Resentencing through legislation to give every IPP prisoner a definite release date and post-release licence would result in offenders who are in custody being released irrespective of their remaining risk. This would be the case even where the independent Parole Board had determined, in many cases repeatedly, that they are too dangerous to be released. This would pose an unacceptable level of risk to victims and the public. For that reason, we are firmly of the view that those serving the IPP sentence in prison must satisfy the statutory release test before they are released.
The Justice Committee and various organisations have considered resentencing. None have identified an approach that would not involve too great a risk to the public. The Government also does not wish to give false hope to those serving the sentence by establishing an expert panel.
We do not therefore intend to undertake a resentencing exercise or set up an expert panel to advise on resentencing.
Asked by: Chris Bloore (Labour - Redditch)
Question to the Ministry of Justice:
To ask the Secretary of State for Justice, what steps her Department is taking to ensure that children's voices are included in family court cases.
Answered by Alex Davies-Jones - Parliamentary Under-Secretary (Ministry of Justice)
When deciding an issue relating to the upbringing of a child, the child’s welfare must be the court’s paramount consideration.
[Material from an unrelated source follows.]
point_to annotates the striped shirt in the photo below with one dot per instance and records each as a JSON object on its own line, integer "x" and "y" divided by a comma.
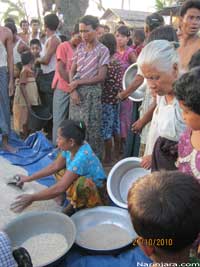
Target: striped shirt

The court must have regard for the wishes and feelings of the child, considered in light of the child’s age and level of understanding.
In most proceedings relating to a child, Cafcass or Cafcass Cymru will engage with children to establish their wishes and communicate these to the court. Cafcass and Cafcass Cymru social workers use various methods to ensure children can make their feelings and wishes clear to the court in their own words and will also submit their own professional analysis to the court.
We are implementing reforms to improve the family court experience for all users, including children. This includes the expansion of the Pathfinder pilot, which seeks to enhance the voice of the child and better support survivors of domestic abuse. The pilot launched in courts in Dorset and North Wales in 2022, expanded to Southwest Wales and Birmingham in 2024 and to Mid-West Wales on 3 March. Pathfinder will next launch in West Yorkshire on 3 June and this Government is committed to further expansion between April 2025 and March 2026.
Asked by: Chris Bloore (Labour - Redditch)
Question to the Ministry of Justice:
To ask the Secretary of State for Justice, whether their Department offers (a) paid time off work and (b) other support to employees who become kinship carers.
Answered by Alex Davies-Jones - Parliamentary Under-Secretary (Ministry of Justice)
The Ministry of Justice offers paid time off work, in the form of special leave, for kinship carers who have parental responsibility.
Special leave may be granted to employees who need time off work to attend to their caring responsibilities. It may be planned or unplanned, and paid or unpaid. Employees may request special leave for several reasons including:
where normal care arrangements break down and other arrangements must be made.
to care for a sick or injured child if no other arrangements can be made.
At the discretion of a manager, special leave may be granted for other personal reasons not mentioned above.
Kinship carers with parental responsibility also have a statutory entitlement to unpaid parental leave.
All Ministry of Justice employees who are kinship carers have access to:
a comprehensive flexible working policy which all employees can access via the intranet.
the employee assistance programme which offers a wide range of support to staff including confidential advice on personal, social or work-related problems.
a variety of staff networks aimed at people with caring responsibilities.